Here are the details:
The New York Times is just one newspaper, and one employer, but it matters a lot, and the gender composition of the writers featured there is important. According to Alexa, NYTimes.com is the 34th most popular website in the U.S., and the 119th most popular in the world — and the most popular website of a printed newspaper in the U.S. In the JSTOR database of academic scholarship, “New York Times” appeared in 117,683 items in January 2014, 3.7-times more frequently than the next most-common newspaper, the Washington Post.
I don’t know the overall composition of New York Times writers, or their pool of applicants, or the process by which articles are selected for the website front page, so I can’t comment on how they end up with a lower female composition on the website than the national average for this occupation.
However, it is interesting to hold this up to the organizational research on how organization size and visibility affect gender inequality. Analyzing data from almost 300,000 workplaces over three decades, Matt Huffman, Jessica Pearlman and I found strong evidence that larger establishments are less gender segregated. To explain that, we wrote (with references removed for brevity):
Institutional research on organizational legitimacy implies that size promotes gender integration within establishments, because size increases both visibility to the public and government regulatory agencies and pressure to conform to societal expectations. Size is positively correlated with the formalization of personnel policies and other practices, and formalization is thought to reduce gender-based ascription by limiting managers’ discretion and subjectivity and holding decision makers accountable for their decisions.

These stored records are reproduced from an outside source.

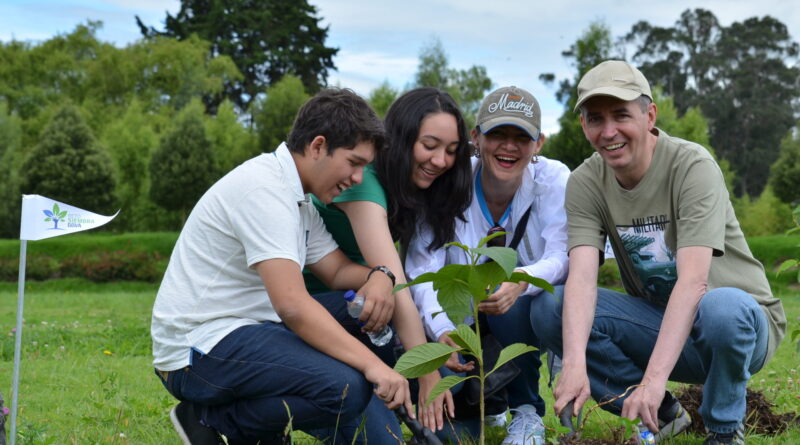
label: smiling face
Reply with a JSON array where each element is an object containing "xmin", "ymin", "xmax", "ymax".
[
  {"xmin": 411, "ymin": 113, "xmax": 459, "ymax": 190},
  {"xmin": 472, "ymin": 125, "xmax": 544, "ymax": 181},
  {"xmin": 581, "ymin": 96, "xmax": 656, "ymax": 188},
  {"xmin": 306, "ymin": 138, "xmax": 375, "ymax": 204}
]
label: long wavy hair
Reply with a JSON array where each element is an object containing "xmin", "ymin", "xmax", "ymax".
[{"xmin": 374, "ymin": 87, "xmax": 472, "ymax": 250}]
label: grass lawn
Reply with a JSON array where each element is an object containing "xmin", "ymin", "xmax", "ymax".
[{"xmin": 0, "ymin": 232, "xmax": 800, "ymax": 445}]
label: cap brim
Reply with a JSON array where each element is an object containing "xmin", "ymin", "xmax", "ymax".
[
  {"xmin": 478, "ymin": 116, "xmax": 540, "ymax": 140},
  {"xmin": 572, "ymin": 87, "xmax": 644, "ymax": 111}
]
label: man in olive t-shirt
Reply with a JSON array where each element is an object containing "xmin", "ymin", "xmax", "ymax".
[{"xmin": 531, "ymin": 61, "xmax": 786, "ymax": 444}]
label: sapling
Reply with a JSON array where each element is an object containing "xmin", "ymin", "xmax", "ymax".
[{"xmin": 394, "ymin": 232, "xmax": 553, "ymax": 445}]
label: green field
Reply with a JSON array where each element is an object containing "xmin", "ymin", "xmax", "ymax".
[{"xmin": 0, "ymin": 235, "xmax": 800, "ymax": 444}]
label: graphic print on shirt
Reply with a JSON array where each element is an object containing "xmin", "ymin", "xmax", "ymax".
[{"xmin": 617, "ymin": 215, "xmax": 678, "ymax": 305}]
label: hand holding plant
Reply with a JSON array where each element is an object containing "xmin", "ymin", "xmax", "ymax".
[{"xmin": 394, "ymin": 232, "xmax": 553, "ymax": 444}]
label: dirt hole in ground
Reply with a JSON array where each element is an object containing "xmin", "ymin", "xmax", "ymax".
[
  {"xmin": 559, "ymin": 385, "xmax": 800, "ymax": 445},
  {"xmin": 675, "ymin": 385, "xmax": 800, "ymax": 436}
]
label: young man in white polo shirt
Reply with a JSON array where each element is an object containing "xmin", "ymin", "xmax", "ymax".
[{"xmin": 152, "ymin": 89, "xmax": 413, "ymax": 444}]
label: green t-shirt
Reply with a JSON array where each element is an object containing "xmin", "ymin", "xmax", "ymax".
[
  {"xmin": 565, "ymin": 130, "xmax": 786, "ymax": 359},
  {"xmin": 303, "ymin": 164, "xmax": 388, "ymax": 294}
]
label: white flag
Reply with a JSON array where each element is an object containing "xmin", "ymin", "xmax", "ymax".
[{"xmin": 19, "ymin": 195, "xmax": 119, "ymax": 241}]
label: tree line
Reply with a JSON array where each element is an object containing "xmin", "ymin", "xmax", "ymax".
[{"xmin": 0, "ymin": 0, "xmax": 800, "ymax": 238}]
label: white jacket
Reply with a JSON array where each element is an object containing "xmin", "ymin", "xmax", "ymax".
[{"xmin": 405, "ymin": 156, "xmax": 570, "ymax": 340}]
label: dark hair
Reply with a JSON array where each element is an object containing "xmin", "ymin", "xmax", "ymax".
[
  {"xmin": 286, "ymin": 88, "xmax": 385, "ymax": 155},
  {"xmin": 374, "ymin": 87, "xmax": 472, "ymax": 250}
]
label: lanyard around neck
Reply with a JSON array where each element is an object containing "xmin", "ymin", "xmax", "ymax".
[{"xmin": 475, "ymin": 167, "xmax": 513, "ymax": 226}]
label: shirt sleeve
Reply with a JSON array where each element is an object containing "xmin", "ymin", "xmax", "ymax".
[
  {"xmin": 405, "ymin": 222, "xmax": 455, "ymax": 340},
  {"xmin": 230, "ymin": 187, "xmax": 302, "ymax": 267},
  {"xmin": 564, "ymin": 171, "xmax": 606, "ymax": 253},
  {"xmin": 520, "ymin": 161, "xmax": 569, "ymax": 295},
  {"xmin": 675, "ymin": 159, "xmax": 729, "ymax": 256}
]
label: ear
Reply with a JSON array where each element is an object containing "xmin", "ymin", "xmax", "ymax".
[
  {"xmin": 647, "ymin": 102, "xmax": 658, "ymax": 131},
  {"xmin": 306, "ymin": 135, "xmax": 328, "ymax": 160},
  {"xmin": 469, "ymin": 128, "xmax": 480, "ymax": 149},
  {"xmin": 533, "ymin": 132, "xmax": 547, "ymax": 155}
]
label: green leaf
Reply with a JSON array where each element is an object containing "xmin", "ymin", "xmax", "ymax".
[
  {"xmin": 486, "ymin": 343, "xmax": 537, "ymax": 376},
  {"xmin": 472, "ymin": 247, "xmax": 517, "ymax": 276},
  {"xmin": 778, "ymin": 260, "xmax": 798, "ymax": 275},
  {"xmin": 508, "ymin": 272, "xmax": 555, "ymax": 293},
  {"xmin": 394, "ymin": 343, "xmax": 458, "ymax": 379},
  {"xmin": 450, "ymin": 324, "xmax": 483, "ymax": 357},
  {"xmin": 433, "ymin": 264, "xmax": 472, "ymax": 323},
  {"xmin": 470, "ymin": 261, "xmax": 507, "ymax": 302},
  {"xmin": 473, "ymin": 232, "xmax": 508, "ymax": 251},
  {"xmin": 425, "ymin": 375, "xmax": 478, "ymax": 406},
  {"xmin": 444, "ymin": 241, "xmax": 469, "ymax": 252}
]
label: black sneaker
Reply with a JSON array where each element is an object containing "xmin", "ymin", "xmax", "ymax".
[
  {"xmin": 169, "ymin": 402, "xmax": 225, "ymax": 445},
  {"xmin": 703, "ymin": 423, "xmax": 744, "ymax": 445},
  {"xmin": 655, "ymin": 391, "xmax": 692, "ymax": 442}
]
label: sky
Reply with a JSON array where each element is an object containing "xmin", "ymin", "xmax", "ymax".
[{"xmin": 0, "ymin": 0, "xmax": 800, "ymax": 134}]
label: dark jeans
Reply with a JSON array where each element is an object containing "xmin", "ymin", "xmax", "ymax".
[
  {"xmin": 531, "ymin": 287, "xmax": 769, "ymax": 433},
  {"xmin": 164, "ymin": 322, "xmax": 404, "ymax": 444}
]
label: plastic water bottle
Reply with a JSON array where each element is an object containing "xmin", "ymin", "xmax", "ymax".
[
  {"xmin": 636, "ymin": 423, "xmax": 656, "ymax": 445},
  {"xmin": 344, "ymin": 290, "xmax": 394, "ymax": 346}
]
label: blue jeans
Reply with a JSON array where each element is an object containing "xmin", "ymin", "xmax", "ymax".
[
  {"xmin": 312, "ymin": 291, "xmax": 403, "ymax": 444},
  {"xmin": 531, "ymin": 287, "xmax": 769, "ymax": 433},
  {"xmin": 162, "ymin": 322, "xmax": 404, "ymax": 444}
]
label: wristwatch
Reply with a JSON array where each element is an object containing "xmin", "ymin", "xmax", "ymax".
[{"xmin": 367, "ymin": 266, "xmax": 396, "ymax": 287}]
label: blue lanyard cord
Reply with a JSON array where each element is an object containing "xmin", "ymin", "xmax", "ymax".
[{"xmin": 475, "ymin": 167, "xmax": 511, "ymax": 226}]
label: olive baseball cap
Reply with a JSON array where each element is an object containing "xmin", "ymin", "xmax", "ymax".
[
  {"xmin": 475, "ymin": 86, "xmax": 542, "ymax": 141},
  {"xmin": 574, "ymin": 60, "xmax": 653, "ymax": 111}
]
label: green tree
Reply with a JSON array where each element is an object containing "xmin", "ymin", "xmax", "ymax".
[
  {"xmin": 414, "ymin": 39, "xmax": 492, "ymax": 128},
  {"xmin": 136, "ymin": 0, "xmax": 339, "ymax": 110},
  {"xmin": 150, "ymin": 100, "xmax": 215, "ymax": 221},
  {"xmin": 0, "ymin": 101, "xmax": 22, "ymax": 238},
  {"xmin": 20, "ymin": 105, "xmax": 116, "ymax": 213},
  {"xmin": 206, "ymin": 100, "xmax": 258, "ymax": 176},
  {"xmin": 253, "ymin": 76, "xmax": 308, "ymax": 153},
  {"xmin": 367, "ymin": 80, "xmax": 400, "ymax": 119},
  {"xmin": 770, "ymin": 128, "xmax": 800, "ymax": 203},
  {"xmin": 539, "ymin": 22, "xmax": 613, "ymax": 169},
  {"xmin": 652, "ymin": 87, "xmax": 735, "ymax": 194},
  {"xmin": 626, "ymin": 9, "xmax": 800, "ymax": 195},
  {"xmin": 103, "ymin": 100, "xmax": 158, "ymax": 230}
]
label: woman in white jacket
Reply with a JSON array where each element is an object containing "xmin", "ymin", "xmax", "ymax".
[{"xmin": 406, "ymin": 87, "xmax": 569, "ymax": 444}]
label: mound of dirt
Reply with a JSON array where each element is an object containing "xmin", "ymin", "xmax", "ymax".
[{"xmin": 675, "ymin": 385, "xmax": 800, "ymax": 436}]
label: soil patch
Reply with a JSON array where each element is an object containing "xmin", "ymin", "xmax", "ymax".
[{"xmin": 675, "ymin": 385, "xmax": 800, "ymax": 436}]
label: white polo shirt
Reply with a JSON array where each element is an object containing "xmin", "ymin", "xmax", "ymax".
[{"xmin": 151, "ymin": 144, "xmax": 337, "ymax": 371}]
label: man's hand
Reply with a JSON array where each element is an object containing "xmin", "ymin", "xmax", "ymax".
[
  {"xmin": 553, "ymin": 366, "xmax": 592, "ymax": 416},
  {"xmin": 478, "ymin": 281, "xmax": 528, "ymax": 315},
  {"xmin": 358, "ymin": 272, "xmax": 394, "ymax": 332},
  {"xmin": 364, "ymin": 361, "xmax": 416, "ymax": 410},
  {"xmin": 417, "ymin": 371, "xmax": 456, "ymax": 431},
  {"xmin": 437, "ymin": 331, "xmax": 475, "ymax": 373},
  {"xmin": 622, "ymin": 382, "xmax": 666, "ymax": 434}
]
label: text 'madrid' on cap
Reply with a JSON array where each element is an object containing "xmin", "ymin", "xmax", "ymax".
[
  {"xmin": 476, "ymin": 86, "xmax": 542, "ymax": 141},
  {"xmin": 574, "ymin": 60, "xmax": 653, "ymax": 111}
]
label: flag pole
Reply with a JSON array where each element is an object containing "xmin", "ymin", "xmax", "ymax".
[{"xmin": 11, "ymin": 239, "xmax": 28, "ymax": 445}]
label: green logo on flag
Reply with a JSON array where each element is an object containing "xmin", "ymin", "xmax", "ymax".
[{"xmin": 42, "ymin": 204, "xmax": 67, "ymax": 230}]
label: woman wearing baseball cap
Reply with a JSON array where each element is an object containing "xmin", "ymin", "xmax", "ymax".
[{"xmin": 406, "ymin": 86, "xmax": 569, "ymax": 444}]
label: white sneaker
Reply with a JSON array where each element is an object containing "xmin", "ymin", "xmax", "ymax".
[
  {"xmin": 483, "ymin": 411, "xmax": 508, "ymax": 426},
  {"xmin": 503, "ymin": 405, "xmax": 545, "ymax": 445}
]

The New York Times certainly is a high-visibility corporation, and the effects of its staffing practices are splashed all over its products through bylines and the masthead. In fact, maybe that visibility is to thank for the integration it has accomplished already. Of course it’s complicated; we also found that the gender of managers, firm growth, and other factors affect gender integration. Maybe to help figure this out someone should repeat this count over a longer time period to see how it’s changed, and how those changes correspond with other characteristics of the company and its social context.